For those of us who are not medical researchers or otherwise working on the very front lines of covid-related knowledge discovery, it's almost certainly best to tentatively operate under the assumption that covid behaves like other viruses are known to behave. Obviously we can always update our priors as new information comes in, but taking as our starting point "this virus is different and probably worse than all other viruses that have come before" is most likely going to (1) lead you to believe things that turn out to be wrong (most things are normal, few things are abnormal, and betting on "abnormal" out of the gate in the absence of any special information will lead to error most of the time), and (2) unnecessarily freak people out (covid is bad and scary enough to without making things up).
At one point, we had people cooking their mail. We still have people wiping down their groceries and getting anxious about taking walks outdoors. At one point, there was a mini-freak out over people possibly getting re-infected with covid, which we now know is extraordinarily rare, like winning the world's worst lottery. We want people taking sensible precautions. We don't want to mentally traumatize people, and we don't want to put them in a situation where they throw their hands up and say "#### it" either.

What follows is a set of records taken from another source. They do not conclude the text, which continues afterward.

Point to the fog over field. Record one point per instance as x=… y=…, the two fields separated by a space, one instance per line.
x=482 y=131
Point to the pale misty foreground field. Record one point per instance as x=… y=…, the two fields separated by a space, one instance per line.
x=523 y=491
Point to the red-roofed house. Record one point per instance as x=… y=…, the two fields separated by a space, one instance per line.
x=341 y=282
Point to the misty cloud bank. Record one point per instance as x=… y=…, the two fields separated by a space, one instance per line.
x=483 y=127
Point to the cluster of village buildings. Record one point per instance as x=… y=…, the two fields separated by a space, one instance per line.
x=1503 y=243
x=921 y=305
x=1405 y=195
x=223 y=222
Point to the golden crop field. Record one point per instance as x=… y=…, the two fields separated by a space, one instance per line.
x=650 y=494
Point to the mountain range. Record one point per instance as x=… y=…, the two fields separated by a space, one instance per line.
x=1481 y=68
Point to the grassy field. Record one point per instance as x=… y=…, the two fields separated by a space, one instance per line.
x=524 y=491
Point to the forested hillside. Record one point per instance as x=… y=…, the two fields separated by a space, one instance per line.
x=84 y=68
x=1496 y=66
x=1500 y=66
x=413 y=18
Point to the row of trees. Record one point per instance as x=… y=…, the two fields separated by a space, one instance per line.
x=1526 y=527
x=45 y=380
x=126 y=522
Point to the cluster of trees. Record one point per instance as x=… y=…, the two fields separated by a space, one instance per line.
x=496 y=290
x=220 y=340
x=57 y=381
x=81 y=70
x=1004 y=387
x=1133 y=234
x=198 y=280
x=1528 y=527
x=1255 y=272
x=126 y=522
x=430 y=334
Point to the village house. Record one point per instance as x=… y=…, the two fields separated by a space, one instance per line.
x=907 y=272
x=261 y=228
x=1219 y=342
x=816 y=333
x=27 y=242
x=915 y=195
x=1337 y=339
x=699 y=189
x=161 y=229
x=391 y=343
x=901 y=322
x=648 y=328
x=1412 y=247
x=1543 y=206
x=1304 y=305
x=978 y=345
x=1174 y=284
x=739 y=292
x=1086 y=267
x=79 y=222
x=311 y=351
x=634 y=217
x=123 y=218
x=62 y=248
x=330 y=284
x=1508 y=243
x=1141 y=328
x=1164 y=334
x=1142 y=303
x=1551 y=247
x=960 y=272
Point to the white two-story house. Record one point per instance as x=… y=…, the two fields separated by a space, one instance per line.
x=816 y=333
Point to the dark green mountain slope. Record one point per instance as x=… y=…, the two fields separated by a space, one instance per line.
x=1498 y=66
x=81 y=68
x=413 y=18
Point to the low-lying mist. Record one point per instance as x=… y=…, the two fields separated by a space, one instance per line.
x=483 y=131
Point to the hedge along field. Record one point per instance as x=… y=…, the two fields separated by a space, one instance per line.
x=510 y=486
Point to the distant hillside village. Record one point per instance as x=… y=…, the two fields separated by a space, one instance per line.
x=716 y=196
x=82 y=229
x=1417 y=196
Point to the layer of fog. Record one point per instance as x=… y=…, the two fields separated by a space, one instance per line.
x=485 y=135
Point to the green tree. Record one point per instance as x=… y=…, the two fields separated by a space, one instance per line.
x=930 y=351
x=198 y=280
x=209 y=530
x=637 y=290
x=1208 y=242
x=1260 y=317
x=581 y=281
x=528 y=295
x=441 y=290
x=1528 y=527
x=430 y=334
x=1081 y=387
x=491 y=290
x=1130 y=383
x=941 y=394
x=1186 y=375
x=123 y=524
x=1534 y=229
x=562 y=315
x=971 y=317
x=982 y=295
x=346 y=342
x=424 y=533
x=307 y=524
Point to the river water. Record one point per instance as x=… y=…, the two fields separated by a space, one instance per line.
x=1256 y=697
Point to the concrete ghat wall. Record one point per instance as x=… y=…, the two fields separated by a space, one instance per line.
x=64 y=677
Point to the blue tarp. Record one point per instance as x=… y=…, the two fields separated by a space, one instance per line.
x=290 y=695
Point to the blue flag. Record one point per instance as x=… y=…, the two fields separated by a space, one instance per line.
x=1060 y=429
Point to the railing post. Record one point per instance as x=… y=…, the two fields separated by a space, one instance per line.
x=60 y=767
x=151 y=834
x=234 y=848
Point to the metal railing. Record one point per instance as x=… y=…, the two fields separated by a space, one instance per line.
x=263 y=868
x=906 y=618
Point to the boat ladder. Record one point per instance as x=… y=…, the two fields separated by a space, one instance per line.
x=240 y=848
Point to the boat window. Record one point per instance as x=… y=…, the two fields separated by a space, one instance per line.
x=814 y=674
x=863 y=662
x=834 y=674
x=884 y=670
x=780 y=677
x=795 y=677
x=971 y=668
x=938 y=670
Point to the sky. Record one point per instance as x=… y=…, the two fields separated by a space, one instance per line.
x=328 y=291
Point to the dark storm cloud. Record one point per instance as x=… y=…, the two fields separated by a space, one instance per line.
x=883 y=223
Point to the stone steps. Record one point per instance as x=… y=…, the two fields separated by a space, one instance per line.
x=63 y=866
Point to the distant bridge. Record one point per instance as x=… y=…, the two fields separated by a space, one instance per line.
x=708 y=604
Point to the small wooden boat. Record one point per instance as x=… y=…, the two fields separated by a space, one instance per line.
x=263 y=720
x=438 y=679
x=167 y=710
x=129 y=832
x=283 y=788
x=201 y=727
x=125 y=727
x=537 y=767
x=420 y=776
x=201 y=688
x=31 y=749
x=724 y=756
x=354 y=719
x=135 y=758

Covid is a "novel" coronavirus in the sense that it is a new virus that humans haven't been exposed to before. It's not an alien virus. It took a grand total of one weekend to create a 95% effective vaccine, because it's a virus and we have a pretty good idea of how to deal with viruses.
Avoid other people, wear a mask, wash your hands, and get vaccinated at the first opportunity. Don't get yourself or others worked up over a hypothetical Captain Tripps mutation that probably isn't going to happen.